Over the years, technical refinements in the procedure have led to enhanced short and long-term results. Robotic-assisted minimally invasive esophagectomy (RAMIE) was introduced as a solution to address the inherent limitations and technical challenges associated with traditional MIE. RAMIE has been proven to be a safe and viable alternative, resulting in reduced cardiopulmonary complications, wound infections, blood loss, and hospital stays compared to open esophagectomy. Recent meta-analyses and systematic reviews indicate that RAMIE is on par with conventional MIE, and the potential advantages mentioned above could soon lead to a shift in the standard care for resectable disease patients[4]. While numerous studies have examined open esophagectomy and MIE, a debate persists regarding the comparative oncologic effectiveness of the transhiatal (THE) and transthoracic (TTE) approaches. Comparative investigations between these two approaches suggest that the transhiatal approach offers an early survival advantage with lower mortality rates and higher 5-year survival rates, but no significant difference in long-term survival[5]. Moreover, several studies have noted that the THE approach may be the preferred method for older or high-risk surgical patients, as THE prioritizes minimizing complications and prompt postoperative recovery[6]. However, it is essential to note that despite advocating for this technique, its superiority over the transthoracic approach remains somewhat limited, as both methods have demonstrated satisfactory outcomes[7]. To this point, recent studies show that the volume of experience of the surgeon is probably a more important factor in predicting operative mortality and complication rates than the choice between the transthoracic approach and the transhiatal approach[8].
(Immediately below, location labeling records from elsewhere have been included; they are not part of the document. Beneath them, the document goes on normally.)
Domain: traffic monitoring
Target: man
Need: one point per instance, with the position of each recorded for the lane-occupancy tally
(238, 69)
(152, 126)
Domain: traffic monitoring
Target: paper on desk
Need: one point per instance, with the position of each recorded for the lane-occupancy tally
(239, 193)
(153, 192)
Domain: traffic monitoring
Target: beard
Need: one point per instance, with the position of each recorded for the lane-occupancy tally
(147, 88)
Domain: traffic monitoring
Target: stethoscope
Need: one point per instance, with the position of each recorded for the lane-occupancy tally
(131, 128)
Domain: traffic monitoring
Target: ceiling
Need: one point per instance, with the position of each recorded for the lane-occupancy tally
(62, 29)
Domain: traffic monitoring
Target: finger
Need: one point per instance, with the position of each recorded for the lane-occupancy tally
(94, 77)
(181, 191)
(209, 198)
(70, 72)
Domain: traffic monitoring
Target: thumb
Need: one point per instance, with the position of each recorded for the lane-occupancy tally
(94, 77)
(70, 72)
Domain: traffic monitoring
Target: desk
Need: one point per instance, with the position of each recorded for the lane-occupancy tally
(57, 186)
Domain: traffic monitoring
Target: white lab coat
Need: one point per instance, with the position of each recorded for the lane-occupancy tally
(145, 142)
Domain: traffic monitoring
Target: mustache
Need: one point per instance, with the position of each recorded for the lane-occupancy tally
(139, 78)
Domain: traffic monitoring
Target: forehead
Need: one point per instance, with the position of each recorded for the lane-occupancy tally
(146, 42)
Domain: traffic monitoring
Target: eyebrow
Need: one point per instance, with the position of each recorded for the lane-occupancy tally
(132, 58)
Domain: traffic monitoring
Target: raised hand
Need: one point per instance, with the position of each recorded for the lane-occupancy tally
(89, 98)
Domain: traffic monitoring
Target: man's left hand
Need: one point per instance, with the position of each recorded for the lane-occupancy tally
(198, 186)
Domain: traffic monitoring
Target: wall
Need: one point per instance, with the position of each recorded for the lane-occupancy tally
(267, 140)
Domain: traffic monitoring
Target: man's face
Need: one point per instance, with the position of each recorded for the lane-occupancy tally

The FDA-approved da Vinci robotic platform by Intuitive Inc.® assists in a wide range of abdominal operations, particularly those involving deep and narrow anatomical spaces. The robot includes three fundamental techniques: freely swinging arms, three-dimensional high-definition video image technology, and human-computer interaction design of the main control console[9]. The performance of optical image instruments has promoted rapid development in machine vision technology. This enables surgeons to access challenging areas without the need for invasive maneuvers, providing excellent three-dimensional visualization and eliminating tremors. The robotic approach has not significantly changed the indications for esophagectomy, or the surgical techniques used. However, the use of the robotic platform can allow surgeons to perform MIE, which may curtail surgical insult to more patients.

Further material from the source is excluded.